John Lannan was in good shape to win his ninth game this season, which would tie a career high, when Davey Johnson came to the mound Monday afternoon with one out in the sixth inning. Lannan had allowed one run in the first inning and then shut out the Dodgers from. He had allowed five hits and two walks, striking out four.
Lannan, staked to a 4-1 lead, wanted to keep pitching even though he had thrown 94 pitches on a hot, humid day. He asked Johnson for one more hitter, confident he could induce a double play and get through the sixth.
“I said, ‘Nice try,’ ” Johnson said. “But I like the fact that he wanted to stay in there.”
Lannan did leave, but he earned the win after the Nationals poured on three more runs and four relievers. allowed one run in 3 2/3 innings. Afterward, Lannan chuckled when he thought back to getting pulled.
“I wasn’t being defiant or anything,” Lannan said. “I really just said it like, ‘Can I get one more hitter?’ I said it as nice as possible. I felt good, and I wanted to keep on battling. But my pitch count is high, it’s a hot day, our bullpen is fresh. I understood why.”
Johnson may have felt Lannan had tired more quickly in the humidity, the kind of air you need to chew before you can breathe it. The velocity of Lannan’s fastball was down a tick. He entered Monday averaging 89.9 miles per hour this year with his two-seam fastball. Against the Dodgers, the two-seamer hummed at an average of 87.7 mph.
It did not make him any less effective. Lannan had lost four consecutive starts entering Monday, but he had allowed just eight earned runs in 21 innings while the Nationals scored three total for him. In his last five starts, Lannan has a 3.08 ERA.
Lannan’s start almost included one of the coolest things in sports – a 5-4-3 triple play. In the fourth, Lannan allowed a walk and a single to start the inning. Russ Mitchell grounded to Ryan Zimmerman, and Lannan hoped for a double play. “I didn’t even think about” a triple play, he said.
At shortstop, Ian Desmond immediately thought about it. “Right when it got hit, I knew Zim was thinking it and I knew Espi was thinking it,” he said. “I thought I was going to see a triple play right there.
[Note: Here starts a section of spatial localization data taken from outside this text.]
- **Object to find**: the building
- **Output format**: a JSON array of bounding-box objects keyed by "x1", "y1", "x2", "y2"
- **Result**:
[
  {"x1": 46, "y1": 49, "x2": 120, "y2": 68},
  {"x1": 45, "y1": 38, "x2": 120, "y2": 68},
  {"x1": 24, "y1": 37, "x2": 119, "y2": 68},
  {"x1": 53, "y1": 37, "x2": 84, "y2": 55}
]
We got the arm at second base for it.”
Zimmerman shuffled one step to right, stepped on third base and flung a sidearm, off-balance throw to Danny Espinosa at second base. “I’m like, ‘Oh my, there might be a chance,’ ” Lannan said.
Espinosa pivoted and, with Aaron Miles sliding into his legs, fired to a wild throw first base. (Espinosa did not have his best day; he also struck out four times.)
First baseman Chris Marrero still could have made the play. But he stretched early, which disallowed him from reaching a few feet to his left, where the ball bounced. It skipped past him, and the Nationals settled for a double play.
“Yeah,” Lannan said. “That would have been awesome.”